Julie Cornell’s Story

One year ago, I signed the Tyler Clementi Foundation’s Upstander Pledge. In doing so, I promised to make others feel safe and included, to speak up if I see bullying occur and not to use offensive or homophobic language.

As is any promise, saying it is much easier than doing. But since I have signed the pledge, I have been compelled to uphold those words in my everyday interactions. Pledging to be an Upstander means you need to actively engage in situations that may be uncomfortable for you and may test the relationships you have with others. But if we are to ensure safe spaces for LGBTQ and other vulnerable youth, we need to ensure we pay attention to our actions and especially to the language we use. To illustrate this, I’d like to share an Upstander story of my own.

A few weeks ago during a family BBQ, my very Italian, somewhat macho, but incredibly lovable uncle, who’s also my godfather, flippantly said, “Tennis players are so gay!” while watching a US Open match. In response, I calmly challenged my uncle about his usage of the term “gay.” I asked, “What do you mean by gay? Do you mean they look silly? Do you mean they look girly with their colorful, fashionable outfits?” To which he sheepishly replied, “OK, I really mean that they look silly.” And rather than it being an awkward moment, there was some humor involved, and I think my uncle got the message loud and clear: the language we use matters.
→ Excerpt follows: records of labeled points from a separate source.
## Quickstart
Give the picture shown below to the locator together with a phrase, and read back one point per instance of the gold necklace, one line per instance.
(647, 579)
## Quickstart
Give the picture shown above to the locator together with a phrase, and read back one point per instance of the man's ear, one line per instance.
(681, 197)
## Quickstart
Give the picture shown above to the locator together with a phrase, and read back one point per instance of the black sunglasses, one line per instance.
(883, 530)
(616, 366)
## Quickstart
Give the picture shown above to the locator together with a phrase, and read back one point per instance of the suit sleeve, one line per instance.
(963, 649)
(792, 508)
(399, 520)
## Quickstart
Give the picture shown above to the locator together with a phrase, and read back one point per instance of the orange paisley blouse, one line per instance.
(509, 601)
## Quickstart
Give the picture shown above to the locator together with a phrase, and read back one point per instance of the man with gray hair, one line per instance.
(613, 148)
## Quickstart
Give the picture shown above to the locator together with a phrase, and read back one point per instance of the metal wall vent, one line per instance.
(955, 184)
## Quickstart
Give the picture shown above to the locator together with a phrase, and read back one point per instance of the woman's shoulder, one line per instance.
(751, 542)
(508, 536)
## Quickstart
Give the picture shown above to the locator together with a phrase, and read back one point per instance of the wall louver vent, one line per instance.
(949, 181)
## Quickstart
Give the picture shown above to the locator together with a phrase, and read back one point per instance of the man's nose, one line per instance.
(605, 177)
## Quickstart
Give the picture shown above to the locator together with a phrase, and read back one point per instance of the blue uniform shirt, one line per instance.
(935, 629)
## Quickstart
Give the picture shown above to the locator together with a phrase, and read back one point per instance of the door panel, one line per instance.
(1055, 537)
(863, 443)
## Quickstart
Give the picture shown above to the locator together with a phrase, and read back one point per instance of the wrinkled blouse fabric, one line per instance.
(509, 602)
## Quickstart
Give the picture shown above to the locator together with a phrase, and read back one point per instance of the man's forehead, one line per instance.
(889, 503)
The language we use DOES matter. Whether in the privacy of our own homes, at a dinner party with friends or work function, or spending time with our families, it’s important to remember that just because a gay or lesbian person is not in the room doesn’t mean it’s OK to use offensive language. Being an Upstander means that you have an opportunity to be an example for others by not using offensive language. It may mean that the next time my uncle wants to use the word “gay” in another situation, he will choose to use a more appropriate one. And in doing so will make the space around him more welcoming and inclusive. It’s that easy—by changing the words we use, we can make the world a safer, more respectful place for all.